I’ve already written about the uncertain future facing CNN in Warner Bros. Discovery’s debt-strangled hands (will Gayle King and Charles Barkley really fix everything?). NBCUniversal just lost CEO Jeff Shell over the weekend to an inappropriate romantic entanglement.
And NextGen TV continues its excruciatingly slow, muddled rollout. At least with NextGen TV, the putative future of local broadcast news and information, we now have the FCC and NAB collaborating to make it all work better and faster. That should fix things.
Fox News is still cranking along at the top of the cable ratings, but that massive Dominion lawsuit settlement this week is only the first of several looming legal headaches, which may whack other, less financially sturdy right-wing news outlets too.
All of which brings us back to that heady brew of schadenfreude and existential angst.
Yes, it’s kinda fun to see Google’s high-handed approach to copyright getting some paradigm-shifting competition. But the issues don’t necessarily improve in an AI-dominated future.

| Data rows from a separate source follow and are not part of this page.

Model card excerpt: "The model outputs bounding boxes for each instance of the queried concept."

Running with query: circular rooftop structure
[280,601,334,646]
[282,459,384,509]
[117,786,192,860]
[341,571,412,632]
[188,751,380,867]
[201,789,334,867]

Possibly a problem: sometimes those AI responses are wildly wrong or just plain awful, thanks to the crud tucked into those vast sets of training materials. The crud tends to resurface just when you need a fast and fluent take on, say, vaccinations or election security or, heck, the Illuminati.
Even worse for journalism, even the good responses are unlikely to disclose, never mind compensate, the humans and companies who did the actual work of journalism.
I talked this week with several lawyers, CEOs and other entertainment and tech executives grappling with AI’s burgeoning copyright headache in journalism, art, music, and video. In many, though not all, cases (Adobe’s Firefly is a notable exception), those AI systems are trained on billions of pieces of content that belongs to someone else.
Someone’s going to have to figure out how to compensate all those copyright holders for the use of their material to make billions of dollars for someone else. Or not, as happened in the search era.
We’re starting to realize that, aside from the limited joys of schadenfreude, the Conversation Engine era may be no better, and potentially far worse, for journalism. Figuring it out will be the existential fight of the next few years.
As The Who’s Pete Townshend once presciently wrote, meet the new boss, same as the old boss. What a week.